The 7 ½ Deaths of Evelyn Hardcastle
by Stuart Turton
Evelyn Hardcastle will be murdered at 11:00 p.m. There are eight days, and eight witnesses for you to inhabit. We will only let you escape once you tell us the name of the killer. Understood? Then let's begin. Imagine the movie Groundhog Day as a riveting page-turner of a murder mystery. Evelyn Hardcastle will die every day until Aiden Bishop can identify her killer and break the cycle. But every time the day begins anew, Aiden wakes up in a deteriorating manor house, as a different person, and must work out who he is and how he relates to everyone else at the party commemorating the long ago death of a child. If he can't solve the murder that occurs at the party, he is doomed to continue the loop every eight days.
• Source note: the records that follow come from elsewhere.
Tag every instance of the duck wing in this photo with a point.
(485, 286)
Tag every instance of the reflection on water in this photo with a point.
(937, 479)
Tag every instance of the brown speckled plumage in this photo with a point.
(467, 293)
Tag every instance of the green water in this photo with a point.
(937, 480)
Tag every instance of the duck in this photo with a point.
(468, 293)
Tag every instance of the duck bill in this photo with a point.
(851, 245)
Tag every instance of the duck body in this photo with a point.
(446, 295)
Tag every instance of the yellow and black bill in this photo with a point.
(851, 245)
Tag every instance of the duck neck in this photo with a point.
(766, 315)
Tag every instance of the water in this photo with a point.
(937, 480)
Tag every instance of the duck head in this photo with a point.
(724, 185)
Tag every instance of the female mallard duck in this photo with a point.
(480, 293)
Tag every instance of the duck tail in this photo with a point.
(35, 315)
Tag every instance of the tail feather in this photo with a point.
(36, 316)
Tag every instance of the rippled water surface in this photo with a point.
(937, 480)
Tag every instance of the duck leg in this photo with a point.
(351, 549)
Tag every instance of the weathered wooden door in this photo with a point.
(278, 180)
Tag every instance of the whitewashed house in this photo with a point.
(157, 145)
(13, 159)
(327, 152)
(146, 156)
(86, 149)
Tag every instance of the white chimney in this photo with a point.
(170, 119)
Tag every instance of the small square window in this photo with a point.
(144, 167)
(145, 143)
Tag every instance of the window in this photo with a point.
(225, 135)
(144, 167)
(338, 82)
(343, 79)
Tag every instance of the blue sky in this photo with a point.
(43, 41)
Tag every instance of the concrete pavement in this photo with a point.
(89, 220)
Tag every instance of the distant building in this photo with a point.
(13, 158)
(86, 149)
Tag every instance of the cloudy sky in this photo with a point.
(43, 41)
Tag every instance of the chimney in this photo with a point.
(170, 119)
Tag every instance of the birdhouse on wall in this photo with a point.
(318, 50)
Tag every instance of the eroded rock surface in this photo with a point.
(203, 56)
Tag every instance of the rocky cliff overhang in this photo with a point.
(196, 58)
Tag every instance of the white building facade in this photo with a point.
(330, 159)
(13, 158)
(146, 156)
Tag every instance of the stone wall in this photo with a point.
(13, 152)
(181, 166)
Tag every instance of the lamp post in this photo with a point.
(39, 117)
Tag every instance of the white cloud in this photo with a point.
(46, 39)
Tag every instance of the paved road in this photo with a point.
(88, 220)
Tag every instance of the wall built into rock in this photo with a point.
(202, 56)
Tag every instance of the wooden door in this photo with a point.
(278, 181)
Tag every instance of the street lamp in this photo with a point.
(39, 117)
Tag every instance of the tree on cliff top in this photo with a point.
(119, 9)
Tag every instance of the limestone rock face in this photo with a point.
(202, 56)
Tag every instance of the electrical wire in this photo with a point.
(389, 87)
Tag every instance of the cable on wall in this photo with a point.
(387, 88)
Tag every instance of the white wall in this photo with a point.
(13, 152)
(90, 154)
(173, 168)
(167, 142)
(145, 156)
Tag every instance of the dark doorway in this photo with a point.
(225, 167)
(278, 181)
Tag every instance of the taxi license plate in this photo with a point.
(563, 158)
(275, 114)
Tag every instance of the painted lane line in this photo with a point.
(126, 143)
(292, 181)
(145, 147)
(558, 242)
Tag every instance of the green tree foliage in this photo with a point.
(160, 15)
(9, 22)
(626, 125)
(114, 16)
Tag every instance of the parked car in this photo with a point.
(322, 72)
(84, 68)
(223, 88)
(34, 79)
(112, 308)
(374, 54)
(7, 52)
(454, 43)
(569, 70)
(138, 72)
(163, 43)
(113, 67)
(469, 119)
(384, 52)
The most inventive debut of the year twists together a mystery of such unexpected creativity it will leave readers guessing until the very last page.

The review
What a gem. The 7 1/2 Deaths of Evelyn Hardcastle hooked me quickly because the premise is so deliciously strange: Evelyn Hardcastle will die again and again until Aiden can solve her murder, but each loop drops him into the body of a different guest at Blackheath. That setup could have collapsed into chaos; instead, Stuart Turton turns it into an elaborate puzzle box with a very sharp sense of control. The fun is in watching the same day refract through new bodies, motives, and partial truths, and the third act rewards the effort with twist after twist without giving away the whole game too early. That said, this is not a passive thriller. There are a lot of moving pieces, and trying to keep every event, identity, and timeline straight can get disorienting. I had the best experience reading it with only short breaks between sessions; stretching it out too long would have made the manor feel less haunted and more like a filing cabinet. Still, the ambition here is impressive. Even when I had to pause and mentally rearrange the evidence board, I admired the construction and wanted to keep going. For readers who like their mysteries clever, strange, and a little demanding, this is a fun, memorable ride. Final rating: 4/5.